Telephone polls still provide accurate data on a wide range of social, demographic, and political variables, but some weaknesses persist. After decades of decline, the response rates for telephone polls like those conducted for Pew Research Center have stabilized in recent years to around 9% (see table below).
Telephone poll estimates for party affiliation, political ideology, and religious affiliation continue to track well with estimates from high response rate surveys conducted in-person, e.g. General Social Survey. So even at low response rates, telephone surveys that include interviews via landlines and cellphones, and that are adjusted to match the demographic profile of the U.S., can produce accurate estimates for political attitudes.
The fact is that national polls (in 2016) were actually quite accurate.

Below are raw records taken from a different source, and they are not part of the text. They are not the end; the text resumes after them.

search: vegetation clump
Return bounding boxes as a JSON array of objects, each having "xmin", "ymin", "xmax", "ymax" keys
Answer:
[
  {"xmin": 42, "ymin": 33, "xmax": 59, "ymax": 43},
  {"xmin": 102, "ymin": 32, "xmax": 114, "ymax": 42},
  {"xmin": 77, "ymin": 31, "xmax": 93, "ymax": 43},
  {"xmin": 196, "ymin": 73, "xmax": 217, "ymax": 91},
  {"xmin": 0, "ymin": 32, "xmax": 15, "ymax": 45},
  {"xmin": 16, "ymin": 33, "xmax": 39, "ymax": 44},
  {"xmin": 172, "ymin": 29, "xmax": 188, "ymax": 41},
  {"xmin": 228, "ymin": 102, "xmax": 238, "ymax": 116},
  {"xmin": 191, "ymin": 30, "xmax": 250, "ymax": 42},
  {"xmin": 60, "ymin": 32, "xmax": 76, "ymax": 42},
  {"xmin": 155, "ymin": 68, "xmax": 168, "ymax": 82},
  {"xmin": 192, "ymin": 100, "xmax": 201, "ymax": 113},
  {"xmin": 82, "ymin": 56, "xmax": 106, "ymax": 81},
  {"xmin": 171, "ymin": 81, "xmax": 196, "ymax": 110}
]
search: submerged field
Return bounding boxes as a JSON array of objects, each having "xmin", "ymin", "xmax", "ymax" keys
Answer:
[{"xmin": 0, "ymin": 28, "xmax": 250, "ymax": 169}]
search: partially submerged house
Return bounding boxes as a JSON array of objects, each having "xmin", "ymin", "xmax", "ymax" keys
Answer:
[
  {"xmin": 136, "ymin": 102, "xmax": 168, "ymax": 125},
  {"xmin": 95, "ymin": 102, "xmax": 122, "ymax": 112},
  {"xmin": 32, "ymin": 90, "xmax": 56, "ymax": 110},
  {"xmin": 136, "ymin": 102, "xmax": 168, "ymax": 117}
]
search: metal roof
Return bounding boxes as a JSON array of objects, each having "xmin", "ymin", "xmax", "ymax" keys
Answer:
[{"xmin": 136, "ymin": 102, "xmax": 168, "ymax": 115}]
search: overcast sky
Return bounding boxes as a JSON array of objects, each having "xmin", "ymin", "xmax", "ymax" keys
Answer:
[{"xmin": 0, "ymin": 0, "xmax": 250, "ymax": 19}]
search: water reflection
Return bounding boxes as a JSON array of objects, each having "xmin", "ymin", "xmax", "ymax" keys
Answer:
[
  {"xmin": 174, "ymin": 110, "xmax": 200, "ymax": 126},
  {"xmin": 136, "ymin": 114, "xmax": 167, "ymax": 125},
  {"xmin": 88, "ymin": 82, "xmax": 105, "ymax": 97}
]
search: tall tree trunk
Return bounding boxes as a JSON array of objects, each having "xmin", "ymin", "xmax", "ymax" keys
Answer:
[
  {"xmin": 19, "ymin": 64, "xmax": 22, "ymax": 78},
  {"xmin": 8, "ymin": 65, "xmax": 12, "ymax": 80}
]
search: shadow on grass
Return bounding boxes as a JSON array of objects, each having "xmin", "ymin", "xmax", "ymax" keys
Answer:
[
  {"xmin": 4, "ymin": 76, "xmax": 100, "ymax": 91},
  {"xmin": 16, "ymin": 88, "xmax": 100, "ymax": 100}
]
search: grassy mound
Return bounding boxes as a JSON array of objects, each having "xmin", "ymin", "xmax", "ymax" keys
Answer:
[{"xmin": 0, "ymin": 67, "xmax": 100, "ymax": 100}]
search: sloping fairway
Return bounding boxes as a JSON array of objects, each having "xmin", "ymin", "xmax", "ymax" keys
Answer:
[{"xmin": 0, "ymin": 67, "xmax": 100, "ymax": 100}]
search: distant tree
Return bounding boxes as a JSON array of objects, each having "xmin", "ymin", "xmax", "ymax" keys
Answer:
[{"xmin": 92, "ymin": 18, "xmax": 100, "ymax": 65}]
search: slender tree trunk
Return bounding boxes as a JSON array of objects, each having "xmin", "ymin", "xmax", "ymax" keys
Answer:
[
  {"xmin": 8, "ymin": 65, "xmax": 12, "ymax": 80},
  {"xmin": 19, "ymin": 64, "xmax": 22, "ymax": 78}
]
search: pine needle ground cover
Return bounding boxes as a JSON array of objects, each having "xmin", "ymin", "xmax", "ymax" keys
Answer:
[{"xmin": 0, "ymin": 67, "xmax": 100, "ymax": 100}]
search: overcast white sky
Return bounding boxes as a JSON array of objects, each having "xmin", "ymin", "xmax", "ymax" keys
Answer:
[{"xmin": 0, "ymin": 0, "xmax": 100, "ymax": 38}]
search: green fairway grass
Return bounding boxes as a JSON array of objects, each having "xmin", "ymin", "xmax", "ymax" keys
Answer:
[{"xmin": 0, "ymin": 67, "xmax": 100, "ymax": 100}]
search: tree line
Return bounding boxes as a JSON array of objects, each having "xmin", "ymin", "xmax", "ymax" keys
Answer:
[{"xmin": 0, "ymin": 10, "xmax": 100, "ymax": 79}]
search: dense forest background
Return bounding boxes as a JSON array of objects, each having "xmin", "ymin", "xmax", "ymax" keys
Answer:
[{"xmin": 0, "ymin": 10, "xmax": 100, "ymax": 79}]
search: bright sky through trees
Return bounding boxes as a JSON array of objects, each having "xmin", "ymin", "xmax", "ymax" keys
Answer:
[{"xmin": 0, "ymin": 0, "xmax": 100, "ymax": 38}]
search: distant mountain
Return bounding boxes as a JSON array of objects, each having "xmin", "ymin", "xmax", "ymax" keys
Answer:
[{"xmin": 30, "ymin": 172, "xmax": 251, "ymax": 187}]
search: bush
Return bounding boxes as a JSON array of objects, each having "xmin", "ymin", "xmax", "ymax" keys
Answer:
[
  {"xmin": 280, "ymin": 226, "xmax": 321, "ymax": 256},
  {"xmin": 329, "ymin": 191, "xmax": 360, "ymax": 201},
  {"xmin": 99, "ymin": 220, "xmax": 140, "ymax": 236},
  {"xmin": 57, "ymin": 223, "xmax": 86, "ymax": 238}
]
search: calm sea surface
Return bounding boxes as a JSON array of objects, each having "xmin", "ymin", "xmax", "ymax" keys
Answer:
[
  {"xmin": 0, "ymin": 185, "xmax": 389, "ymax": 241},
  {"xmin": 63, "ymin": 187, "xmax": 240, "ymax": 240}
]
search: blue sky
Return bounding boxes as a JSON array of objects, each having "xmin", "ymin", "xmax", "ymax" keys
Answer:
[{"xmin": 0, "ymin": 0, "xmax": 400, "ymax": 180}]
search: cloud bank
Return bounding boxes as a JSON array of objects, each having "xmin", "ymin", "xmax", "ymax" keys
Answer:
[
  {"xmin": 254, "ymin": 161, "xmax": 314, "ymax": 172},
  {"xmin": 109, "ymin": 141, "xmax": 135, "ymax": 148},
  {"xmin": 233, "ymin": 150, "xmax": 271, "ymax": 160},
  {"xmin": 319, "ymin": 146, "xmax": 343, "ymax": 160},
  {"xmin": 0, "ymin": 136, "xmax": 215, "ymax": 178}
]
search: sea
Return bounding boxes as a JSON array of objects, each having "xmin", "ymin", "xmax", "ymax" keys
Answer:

Collectively, they indicated that Clinton had about a 3 percentage point lead nationally and she ultimately won the popular vote by 2 points. Furthermore, according to a new report, there are clear reasons why national polls as a group fared better than state polls. For instance, national polls were much more likely than state polls to adjust for respondent education level in their weighting, which proved critically important in the 2016 election.
Live interviewer phone polls now represent a minority share of all polling conducted in the U.S. Online polls and automated (Interactive Voice Response) polls, or combinations of the two, are collectively more common and tend to have significantly lower response rates. Response rates to online opt-in surveys are so low as to be incomputable because far more internet users are invited to join opt-in survey panels (or to take one-off online surveys) than actually do so.